I spent a few days at Pioneer Nation, a small conference geared towards entrepreneurs here in Portland. I heard a few comments over and over again, to the point that I wanted to bring them to your attention:
It’s so amazing to talk to people who get what I’m going through. My family just doesn’t understand.
Being willing to make the leap into running your own business isn’t easy. Even if no one in your family is ready to jump off that sort of cliff with you, t’s crucial to find a community of support — hopefully with people who you can talk to on a regular basis, rather than once a year. Going it alone isn’t impossible, but if you’re going to do something as demanding as starting a new business, why make the process harder?
I know what I need to do.

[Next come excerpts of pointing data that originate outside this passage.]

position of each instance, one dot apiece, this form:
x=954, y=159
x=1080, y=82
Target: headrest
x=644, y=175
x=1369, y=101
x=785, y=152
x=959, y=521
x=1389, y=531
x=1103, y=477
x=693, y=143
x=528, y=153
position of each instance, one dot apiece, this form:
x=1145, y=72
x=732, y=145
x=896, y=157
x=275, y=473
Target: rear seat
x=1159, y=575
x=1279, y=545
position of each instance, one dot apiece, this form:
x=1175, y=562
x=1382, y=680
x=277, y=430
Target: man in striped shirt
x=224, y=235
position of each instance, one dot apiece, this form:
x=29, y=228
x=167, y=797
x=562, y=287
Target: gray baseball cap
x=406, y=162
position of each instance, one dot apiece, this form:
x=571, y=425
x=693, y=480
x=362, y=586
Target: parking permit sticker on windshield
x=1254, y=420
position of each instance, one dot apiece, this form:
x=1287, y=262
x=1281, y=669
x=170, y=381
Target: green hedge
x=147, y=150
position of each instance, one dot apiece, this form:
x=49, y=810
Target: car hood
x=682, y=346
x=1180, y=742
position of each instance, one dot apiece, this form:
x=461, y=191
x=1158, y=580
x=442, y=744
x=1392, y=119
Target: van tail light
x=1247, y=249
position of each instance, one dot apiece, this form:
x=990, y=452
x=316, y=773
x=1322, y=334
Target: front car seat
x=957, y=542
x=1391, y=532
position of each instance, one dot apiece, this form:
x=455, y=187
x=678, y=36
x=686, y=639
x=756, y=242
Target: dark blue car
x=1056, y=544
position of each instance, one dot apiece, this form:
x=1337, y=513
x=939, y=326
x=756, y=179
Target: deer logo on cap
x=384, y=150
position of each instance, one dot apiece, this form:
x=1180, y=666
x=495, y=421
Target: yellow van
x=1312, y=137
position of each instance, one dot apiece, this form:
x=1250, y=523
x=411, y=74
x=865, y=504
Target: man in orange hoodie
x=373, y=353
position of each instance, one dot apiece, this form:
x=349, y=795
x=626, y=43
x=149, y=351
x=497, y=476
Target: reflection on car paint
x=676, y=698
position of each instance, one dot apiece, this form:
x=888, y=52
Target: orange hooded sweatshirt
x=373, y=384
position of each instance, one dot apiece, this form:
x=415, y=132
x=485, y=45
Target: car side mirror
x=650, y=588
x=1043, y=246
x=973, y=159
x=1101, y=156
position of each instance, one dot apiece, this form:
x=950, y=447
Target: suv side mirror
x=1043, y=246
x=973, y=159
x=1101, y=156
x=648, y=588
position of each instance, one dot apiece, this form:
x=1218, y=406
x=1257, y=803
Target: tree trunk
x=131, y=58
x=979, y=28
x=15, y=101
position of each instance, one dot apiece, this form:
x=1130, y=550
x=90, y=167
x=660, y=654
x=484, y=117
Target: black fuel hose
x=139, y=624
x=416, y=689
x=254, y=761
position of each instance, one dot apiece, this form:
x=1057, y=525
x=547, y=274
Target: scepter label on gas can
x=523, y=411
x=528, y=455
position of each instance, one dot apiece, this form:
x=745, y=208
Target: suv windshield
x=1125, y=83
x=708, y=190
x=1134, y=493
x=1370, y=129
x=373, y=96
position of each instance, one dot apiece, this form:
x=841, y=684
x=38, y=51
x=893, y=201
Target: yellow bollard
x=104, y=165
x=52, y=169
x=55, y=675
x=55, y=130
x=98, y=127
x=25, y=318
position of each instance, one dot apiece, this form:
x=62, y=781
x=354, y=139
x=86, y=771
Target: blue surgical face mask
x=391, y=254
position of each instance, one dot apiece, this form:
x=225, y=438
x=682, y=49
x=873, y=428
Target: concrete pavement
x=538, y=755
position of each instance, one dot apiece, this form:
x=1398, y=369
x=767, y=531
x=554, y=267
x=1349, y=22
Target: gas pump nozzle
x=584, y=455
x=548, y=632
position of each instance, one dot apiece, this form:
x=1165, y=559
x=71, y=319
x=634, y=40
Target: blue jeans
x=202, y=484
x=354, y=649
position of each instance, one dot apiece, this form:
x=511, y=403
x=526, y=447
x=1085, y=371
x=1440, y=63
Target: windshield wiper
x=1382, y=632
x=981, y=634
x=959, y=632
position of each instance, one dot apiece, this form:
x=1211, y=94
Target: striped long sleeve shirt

I’m just having trouble doing it.
I’m pretty sure that this is an ongoing problem for most entrepreneurs; I know it’s something I suffer from on a regular basis. For most of us, the next step is pretty obvious: Maybe we need to launch a product, send a proposal, or set up a marketing campaign but we haven’t. Part of the problem is usually finding the time. It’s a legitimate problem, by the way — there is a hard limit on how many hours you can work in a day. But part of the problem is often that we’re a little afraid to move forward, especially if we feel overwhelmed by the successes we’ve already had. I don’t have a solution for this problem, except to power on through whenever you have a rush to move forward. Just do as much as you can, when you can.
I have to think bigger!
In my line of work, I have to tell a lot of my clients that they need to think a little smaller — that their budgets won’t support the high-minded plans they’ve been making. But at Pioneer Nation, several people told me that they’d realized they need to think bigger. Part of that may have been the audience; it included a lot of people who were shooting for businesses that would first and foremost support their lives. But part of that is also that it’s tempting to focus on what we know we can accomplish with the resources we currently have, and let the big opportunities pass us by. But it’s good to think big and chase goals that seem a little audacious. Otherwise, we can’t tell what we’re capable of.
Pioneer Nation was a great conference, both to present at and attend. I just want to take a moment here to thank Chris Guillebeau and the legions of folks involved in putting Pioneer Nation on. Great job! I look forward to seeing where you take it next year!